Dickinson made a herbarium with over 1,000 specimens and also produced many drawings and watercolour paintings of wild and cultivated flowers, mostly between 1846 and 1874, although she continuing to paint into the 1890s. Dickinson made use of shading to give her paintings a three-dimensional appearance. She recorded where each came from, and something about them on each painting. She probably travelled to collect the flowers. They were mostly collected in the region around the Newcastle and Scottish Borders where she lived, but some were from North Wales and Upper Teesdale, while others came from Cirencester, Kent, Ireland and Devon. Comparisons of some of her records with later information has shown significant changes in land use. She also made a few drawings of fungal fruiting bodies and mosses.

In the late 1850s her father retired and the family moved to Friar's Hall at Gattonside, near Melrose for a decade.

In 1868 she moved to Norham in Northumberland with her parents and sister. When their parents died during the following two years, the sisters inherited the house (Tweed Villa) and lived there for the rest of their lives. She completed 42 paintings within the first three years of living in Norham. She died there on 9 December 1918.

In 1873 Dickinson became an honorary member of the Berwickshire Naturalists Club, and contributed her paintings to exhibitions and attended meetings until 1908. She went on the society's field visit to Lindisfarne in 1874, painting several plants that she found there.

==Legacy==
Four hundred and fifty eight of her wildflower painting are held by the Natural History Society of Northumbria at the Great North Museum: Hancock in collaboration with the University of Newcastle, along with her field notes and an annotated copy of The British Flora by William Hooker. She bequeathed these to the museum in 1918, along with her collection of seaweeds, dried plants and paintings of fungi. The Royal Horticultural Society holds her Album of Narcissus that has 30 paintings of daffodil cultivars and species that she made between May 1886 and April 1893. This was bought at an auction in 1996.
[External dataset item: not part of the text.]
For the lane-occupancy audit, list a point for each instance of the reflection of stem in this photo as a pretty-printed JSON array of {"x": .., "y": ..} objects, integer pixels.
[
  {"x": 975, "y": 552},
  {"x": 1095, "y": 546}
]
Poet Linda France was inspired in 2018 to write the poem Portrait of the Artist as an Island Flower by the paintings Dickinson made after visiting Lindisfarne.
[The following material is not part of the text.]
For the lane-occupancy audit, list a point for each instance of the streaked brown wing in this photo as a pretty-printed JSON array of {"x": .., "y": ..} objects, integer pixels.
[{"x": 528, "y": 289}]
Elizabeth Towner wrote a biography of Dickinson in 2021 where she stated that there was no known photo of Dickinson. Claire Jones and the Natural History Society of Northumbria, curated an exhibition of Dr. Kathleen Blackburn, Mary Jane Hancock, ornithologist Catharine Hodgkin, Dr. Marie V. Lebour, bryologist Evelyn M. Lobley, Grace Hickling and Dickinson, in 2018. The Women Naturalists of North East England exhibition included a cover photo which was misidentified as Dickinson. The photo (on page three) was of Mary Jane Hancock.

From October 2022 until February 2023, there was an exhibition of her work in the Granary Gallery at the Maltings, Berwick-upon-Tweed.